Today, pharmaceutical company Pfizer, the world's largest drug maker, announced it is voluntarily pulling the drug Mylotarg off the market after ten years. The drug is used to treat a rare form of bone marrow cancer. It was initially approved in 2000 by the FDA, in an abbreviated approval process meant to get treatments for serious illnesses to market more quickly. Any drug approved under this process was required to undergo follow-up testing after it appeared on the market.
According to a report by Reuters, a recent follow up study on Mylotarg showed the drug, when added to chemotherapy, was not effective in extending the survival rate of patients with previously untreated acute myeloid leukemia. The FDA said in its statement that the study "raised new concerns about the product's safety," and that the drug "failed to demonstrate clinical benefit to patients enrolled in trials."
Reuters further reports that according to Pfizer, the trial also showed more deaths in the first couple months of treatment. The fatality rate was 5.7 percent for Mylotarg patients, compared with 1.4 percent without the drug, Pfizer said.
According to a report by Bloomberg, the FDA says Wyeth (the drug's original producer) began a required study designed to confirm Mylotarg’s benefits in 2004, four years after it won the conditional marketing clearance.
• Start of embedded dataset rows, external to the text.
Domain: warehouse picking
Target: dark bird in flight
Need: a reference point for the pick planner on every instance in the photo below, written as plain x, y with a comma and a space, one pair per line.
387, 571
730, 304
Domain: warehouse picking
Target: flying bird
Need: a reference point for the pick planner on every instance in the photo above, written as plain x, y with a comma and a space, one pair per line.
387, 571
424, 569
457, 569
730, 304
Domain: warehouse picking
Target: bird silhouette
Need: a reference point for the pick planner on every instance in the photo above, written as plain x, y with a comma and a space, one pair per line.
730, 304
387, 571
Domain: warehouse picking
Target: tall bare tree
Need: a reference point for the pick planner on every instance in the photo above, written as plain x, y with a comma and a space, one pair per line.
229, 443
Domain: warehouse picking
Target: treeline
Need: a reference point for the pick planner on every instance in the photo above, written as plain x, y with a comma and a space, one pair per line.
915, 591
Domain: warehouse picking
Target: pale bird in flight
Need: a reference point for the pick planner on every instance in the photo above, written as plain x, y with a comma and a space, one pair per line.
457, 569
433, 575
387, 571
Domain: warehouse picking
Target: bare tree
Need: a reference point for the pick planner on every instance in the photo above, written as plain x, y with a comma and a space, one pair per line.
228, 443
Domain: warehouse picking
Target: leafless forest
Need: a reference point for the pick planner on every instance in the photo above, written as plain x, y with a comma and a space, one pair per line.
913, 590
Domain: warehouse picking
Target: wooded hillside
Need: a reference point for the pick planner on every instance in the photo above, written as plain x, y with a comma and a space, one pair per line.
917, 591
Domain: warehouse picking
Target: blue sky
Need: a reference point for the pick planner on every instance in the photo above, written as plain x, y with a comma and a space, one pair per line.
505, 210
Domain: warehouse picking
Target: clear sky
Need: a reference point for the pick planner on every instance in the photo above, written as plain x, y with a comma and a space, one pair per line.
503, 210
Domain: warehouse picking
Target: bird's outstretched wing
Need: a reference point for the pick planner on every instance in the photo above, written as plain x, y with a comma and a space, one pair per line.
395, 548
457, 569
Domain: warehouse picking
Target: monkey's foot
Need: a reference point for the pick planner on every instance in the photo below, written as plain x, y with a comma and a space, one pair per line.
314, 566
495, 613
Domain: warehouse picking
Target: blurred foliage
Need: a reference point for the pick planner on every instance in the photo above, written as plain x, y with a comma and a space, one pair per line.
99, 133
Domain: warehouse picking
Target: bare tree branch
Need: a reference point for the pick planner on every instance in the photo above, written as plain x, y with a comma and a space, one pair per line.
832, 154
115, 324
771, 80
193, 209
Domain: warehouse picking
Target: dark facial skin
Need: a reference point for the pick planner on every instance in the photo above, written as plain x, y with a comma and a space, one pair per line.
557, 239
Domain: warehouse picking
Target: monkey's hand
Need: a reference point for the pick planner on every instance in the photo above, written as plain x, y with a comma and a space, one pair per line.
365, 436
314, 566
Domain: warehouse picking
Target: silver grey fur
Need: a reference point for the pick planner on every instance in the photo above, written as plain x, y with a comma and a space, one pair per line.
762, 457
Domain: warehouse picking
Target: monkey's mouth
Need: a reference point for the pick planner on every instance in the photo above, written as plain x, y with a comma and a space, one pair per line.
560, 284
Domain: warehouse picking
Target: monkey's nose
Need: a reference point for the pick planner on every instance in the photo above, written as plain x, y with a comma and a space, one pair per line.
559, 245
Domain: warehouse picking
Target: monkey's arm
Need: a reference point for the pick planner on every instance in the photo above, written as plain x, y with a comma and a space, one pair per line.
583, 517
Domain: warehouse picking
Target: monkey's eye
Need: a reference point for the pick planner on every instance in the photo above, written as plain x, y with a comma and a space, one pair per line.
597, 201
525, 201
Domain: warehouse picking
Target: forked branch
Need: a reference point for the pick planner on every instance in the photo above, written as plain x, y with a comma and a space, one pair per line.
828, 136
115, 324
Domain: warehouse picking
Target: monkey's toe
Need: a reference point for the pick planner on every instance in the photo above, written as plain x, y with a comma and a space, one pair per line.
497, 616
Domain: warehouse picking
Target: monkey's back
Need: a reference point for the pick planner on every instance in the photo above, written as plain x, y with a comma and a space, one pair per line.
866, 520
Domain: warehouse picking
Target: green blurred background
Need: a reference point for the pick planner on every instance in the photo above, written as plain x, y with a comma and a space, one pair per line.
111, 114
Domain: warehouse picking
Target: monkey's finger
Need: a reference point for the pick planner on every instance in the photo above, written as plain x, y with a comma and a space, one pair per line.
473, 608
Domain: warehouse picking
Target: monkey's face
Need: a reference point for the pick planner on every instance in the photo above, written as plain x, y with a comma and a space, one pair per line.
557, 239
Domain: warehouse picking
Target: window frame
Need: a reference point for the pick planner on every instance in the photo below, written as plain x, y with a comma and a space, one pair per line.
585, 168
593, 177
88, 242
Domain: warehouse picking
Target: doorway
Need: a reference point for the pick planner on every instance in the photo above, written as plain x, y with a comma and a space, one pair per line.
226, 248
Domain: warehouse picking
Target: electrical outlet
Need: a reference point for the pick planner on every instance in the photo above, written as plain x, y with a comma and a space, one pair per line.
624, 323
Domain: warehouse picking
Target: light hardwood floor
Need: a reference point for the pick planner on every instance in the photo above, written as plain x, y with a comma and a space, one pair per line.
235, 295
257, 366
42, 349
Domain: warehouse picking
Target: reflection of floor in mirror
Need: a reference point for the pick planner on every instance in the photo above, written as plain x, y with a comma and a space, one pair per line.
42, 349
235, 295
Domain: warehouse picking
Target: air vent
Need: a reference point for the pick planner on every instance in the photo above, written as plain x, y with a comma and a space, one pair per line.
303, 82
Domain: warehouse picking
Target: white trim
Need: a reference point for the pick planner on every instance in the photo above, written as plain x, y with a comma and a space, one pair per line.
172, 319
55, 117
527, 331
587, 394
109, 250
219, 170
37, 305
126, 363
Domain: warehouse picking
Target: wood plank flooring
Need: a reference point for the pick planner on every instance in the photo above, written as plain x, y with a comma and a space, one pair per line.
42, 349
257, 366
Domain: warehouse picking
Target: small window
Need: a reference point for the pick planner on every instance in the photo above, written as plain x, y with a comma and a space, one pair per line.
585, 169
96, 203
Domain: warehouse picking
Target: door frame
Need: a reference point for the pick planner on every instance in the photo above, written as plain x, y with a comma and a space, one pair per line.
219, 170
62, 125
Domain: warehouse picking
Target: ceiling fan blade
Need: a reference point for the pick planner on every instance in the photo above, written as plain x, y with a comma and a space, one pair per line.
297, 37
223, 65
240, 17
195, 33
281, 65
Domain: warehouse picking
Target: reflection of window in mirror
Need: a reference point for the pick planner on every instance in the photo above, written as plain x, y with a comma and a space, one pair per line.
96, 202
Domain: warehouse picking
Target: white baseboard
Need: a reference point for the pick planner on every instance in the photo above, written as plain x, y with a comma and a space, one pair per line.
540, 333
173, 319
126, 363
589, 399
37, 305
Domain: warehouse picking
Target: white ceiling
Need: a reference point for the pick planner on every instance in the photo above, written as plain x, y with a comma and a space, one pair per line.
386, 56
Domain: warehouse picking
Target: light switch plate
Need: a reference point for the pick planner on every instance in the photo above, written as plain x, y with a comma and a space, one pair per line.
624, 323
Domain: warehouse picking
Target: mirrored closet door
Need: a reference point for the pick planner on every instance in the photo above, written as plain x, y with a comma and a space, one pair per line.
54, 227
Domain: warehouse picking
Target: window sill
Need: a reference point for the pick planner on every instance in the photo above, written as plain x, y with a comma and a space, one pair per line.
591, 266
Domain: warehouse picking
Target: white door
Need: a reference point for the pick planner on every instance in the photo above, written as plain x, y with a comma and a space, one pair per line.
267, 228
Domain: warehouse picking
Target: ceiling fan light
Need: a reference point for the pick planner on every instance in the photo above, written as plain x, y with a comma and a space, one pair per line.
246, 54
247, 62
The agency notes that this points up the need for more oversight on the follow-up studies necessary for the drugs pushed through on the accelerated approval process.
“We are disappointed that the study did not confirm the clinical benefit of Mylotarg,” said Mace Rothenberg, senior vice president of clinical development for Pfizer's cancer business unit, in a statement released today.
Reuters writes pharmaceutical company Pfizer acquired the drug when it bought Wyeth in October 2009. Mylotarg's first-quarter sales were $8.8 million.